How Hulu's Andy Forssell Will Spend $500 Million
With a half-billion dollar budget in 2012, the online TV juggernaut's dealmaker breaks down the company's programming strategy and how it differs from Netflix.
Nearly five years into a venture backed by rivals Disney, NBCUniversal and News Corp., video hub Hulu is going where it's not yet gone: original scripted programming. The online video site's first entry, Battleground, is a workplace dramedy that explores the behind-the-scenes chaos of unruly political campaign workers from (500) Days of Summer's Marc Webb and actor-turned-director JD Walsh. The project, set to launch Feb. 14, joins a second season of Morgan Spurlock's documentary series A Day in the Life and Richard Linklater's travel show Up to Speed. The man behind the move is Hulu's senior vp content, Andy Forssell, 46, a Harvard Business School pal of chief executive Jason Kilar who has been at the site since its inception in 2007. Hulu's $7.99-a-month paid service, Hulu Plus, now offers north of 1.5 million subscribers some 45,000 TV episodes. (Visitors to the free, ad-supported site can watch nearly 37,000.) The result is about $420 million in revenue in 2011 and plans to invest $500 million in content in 2012. The Pennsylvania-born father of three, who began his career as an Army captain, sat down with THR in Hulu's Los Angeles headquarters to discuss his plans to bulk up on originals, how to save struggling shows and the future of Hulu ownership.
Last February, Jason Kilar angered Hulu's studio owners when he wrote: "History has shown that incumbents tend to fight trends that challenge established ways and, in the process, lose focus on what matters most: customers." Do you agree?
Andy Forssell: I do. Look, I think the danger that all big businesses have is, "How much time am I spending defending my existing businesses versus investing in the new ones?" Their businesses are going pretty well today. Nielsen numbers are not bad. Multichannel households fluctuate, but for the most part that hasn't fallen apart. It's a natural tendency for those big businesses to think, "Oh, the whole linear model's working pretty well." The way we can help guard against that is to make the business models work better and better so that we pick up plenty of viewers and get them to watch traditional TV versus [video game] Plants vs. Zombies.
How seriously are you moving into scripted originals?
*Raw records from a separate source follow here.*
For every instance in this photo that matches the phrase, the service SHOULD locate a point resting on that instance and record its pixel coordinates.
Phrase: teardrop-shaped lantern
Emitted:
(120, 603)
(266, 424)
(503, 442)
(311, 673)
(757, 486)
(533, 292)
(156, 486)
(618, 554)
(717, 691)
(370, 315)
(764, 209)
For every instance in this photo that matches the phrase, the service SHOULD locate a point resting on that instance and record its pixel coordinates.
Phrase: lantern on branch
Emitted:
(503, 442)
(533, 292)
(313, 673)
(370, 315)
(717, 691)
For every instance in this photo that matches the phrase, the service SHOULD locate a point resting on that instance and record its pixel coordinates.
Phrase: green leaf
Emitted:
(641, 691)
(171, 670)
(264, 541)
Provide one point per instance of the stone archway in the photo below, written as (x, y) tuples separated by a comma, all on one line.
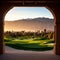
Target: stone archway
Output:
[(5, 6)]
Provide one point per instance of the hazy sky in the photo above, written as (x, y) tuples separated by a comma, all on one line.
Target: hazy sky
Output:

Forssell: Where we started was working with big network partners on [airing] last night's TV, as well as great series from five, 10, 20 years ago. That will remain the core of our business for some time to come. But we've developed a lot of relationships with great content owners, and we see stories that aren't getting told because they haven't found a home. We're not going to compete with our biggest partners for content because they do a great job and their stuff is going to end up on Hulu anyway.
How would you define an ideal Hulu show?
Forssell: We'll look for content that's beloved not beliked. The content that really pays off and punches above its weight in our ecosystem is a show that somebody's going to see and then they want to go e-mail five of their friends or get on Facebook and post about it.
Like Community, for which you recently struck a digital syndication deal?
Forssell: Exactly. In our world, we'd much rather have Community than Two and a Half Men, and I don't mean that as a criticism of Two and a Half Men. It's great for advertisers that want to use that show as a proxy to get to this big audience. But for us, we're much more excited about Community because while it's a smaller audience, it's an audience that self-organizes online. They'll not only tell their friends to go watch it, they'll spend time convincing someone on a bus to watch it.
Networks spend some $3 million on an episode of TV. How will Hulu's budgets compare?
Forssell: I don't want to share numbers, but they're significantly less. But still, you will see, it's TV, and to get that quality, you've got to spend a certain amount of money.
Netflix is believed to be spending $100 million on 26 episodes of House of Cards. Too much?
Forssell: I don't think we'll know until we see it on the screen … It's certainly an aggressive number, but I think it's a great experiment for the industry in a lot of ways.